Ao menos cinco taças da Portuguesa/SP foram penhoradas pela Justiça, por conta de um litígio trabalhista movido por um ex-jogador do time paulistano. Eis um caso que, no futuro, poderá certamente integrar uma daquelas listas de casos bizarros que se podem ler online, talvez na categoria das histórias mais estranhas do futebol brasileiro.

No passado dia 25 de fevereiro (segunda-feira), a 8.ª Vara da Justiça do Trabalho de São Paulo determinou a apreensão de cinco troféus da Portuguesa, como penhor de uma dívida de R$105 mil. O processo foi movido por Fran, atleta da Lusa entre 2014 e 2015 que vestiu a camiseta do time apenas uma vez, em uma passagem muito afetada por problemas médicos.

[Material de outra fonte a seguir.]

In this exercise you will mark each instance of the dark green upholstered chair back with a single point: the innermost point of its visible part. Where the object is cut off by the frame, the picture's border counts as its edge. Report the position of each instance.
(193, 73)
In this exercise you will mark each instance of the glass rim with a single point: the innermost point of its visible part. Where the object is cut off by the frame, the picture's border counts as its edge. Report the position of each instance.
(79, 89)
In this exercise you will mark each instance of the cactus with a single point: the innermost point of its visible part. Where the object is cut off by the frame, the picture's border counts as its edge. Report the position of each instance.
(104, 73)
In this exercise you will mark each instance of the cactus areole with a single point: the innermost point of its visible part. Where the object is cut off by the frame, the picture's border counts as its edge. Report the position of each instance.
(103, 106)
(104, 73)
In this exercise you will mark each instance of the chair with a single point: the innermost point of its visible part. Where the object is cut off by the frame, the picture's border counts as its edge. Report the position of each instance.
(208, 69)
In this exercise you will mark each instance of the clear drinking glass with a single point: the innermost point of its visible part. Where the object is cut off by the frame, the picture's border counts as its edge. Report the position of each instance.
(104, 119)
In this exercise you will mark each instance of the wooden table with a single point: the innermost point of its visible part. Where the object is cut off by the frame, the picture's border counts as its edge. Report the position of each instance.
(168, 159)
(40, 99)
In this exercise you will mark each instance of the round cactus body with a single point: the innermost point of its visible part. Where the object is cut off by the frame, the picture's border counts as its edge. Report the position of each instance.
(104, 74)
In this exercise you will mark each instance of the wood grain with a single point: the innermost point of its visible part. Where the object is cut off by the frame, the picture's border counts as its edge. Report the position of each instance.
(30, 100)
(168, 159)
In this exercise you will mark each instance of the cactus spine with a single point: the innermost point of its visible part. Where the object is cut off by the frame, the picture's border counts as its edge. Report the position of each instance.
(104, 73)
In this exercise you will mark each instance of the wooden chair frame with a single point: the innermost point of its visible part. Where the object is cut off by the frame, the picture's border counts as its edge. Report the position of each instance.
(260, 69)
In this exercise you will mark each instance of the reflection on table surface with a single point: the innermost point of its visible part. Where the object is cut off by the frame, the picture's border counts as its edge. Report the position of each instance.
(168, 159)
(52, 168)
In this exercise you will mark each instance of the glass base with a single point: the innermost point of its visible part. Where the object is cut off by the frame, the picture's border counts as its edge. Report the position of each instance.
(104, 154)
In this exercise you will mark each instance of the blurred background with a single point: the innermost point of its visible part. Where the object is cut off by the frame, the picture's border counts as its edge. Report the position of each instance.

Departamento jurídico responde

A advogada Tatiana Morgado, em declarações ao IG Esporte, anunciou que o clube iria pedir a devolução das taças, por conta de não terem valor econômico, mas sim sentimental para o clube e sua torcida. Entre as taças que o tribunal levou encontra-se o troféu da célebre campanha que levou a Lusa a conquistar a Série B do campeonato nacional em 2011.

Crise profunda

Ainda de acordo com o IG Esporte, a Associação Portuguesa de Desportos tem dívidas de R$300 milhões e está pagando acordos trabalhistas a cinco ex-jogadores. Desportivamente, o cenário é também desanimador: o time segue em último da série A2 do Paulista, e sem perspectiva de voltar a participar em alguma divisão do Campeonato Brasileiro em um futuro próximo.

É o período mais negro da história (em termos esportivos, patrimoniais e morais) daquele que é o 5.º clube paulista na ativa com mais troféus, com um passado histórico de que bem se pode orgulhar. A Portuguesa, fundada a 14 de agosto de 1920 (aniversário da batalha de Aljubarrota, dia importante na história medieval de Portugal), se arrisca a comemorar seu centenário de forma bem triste.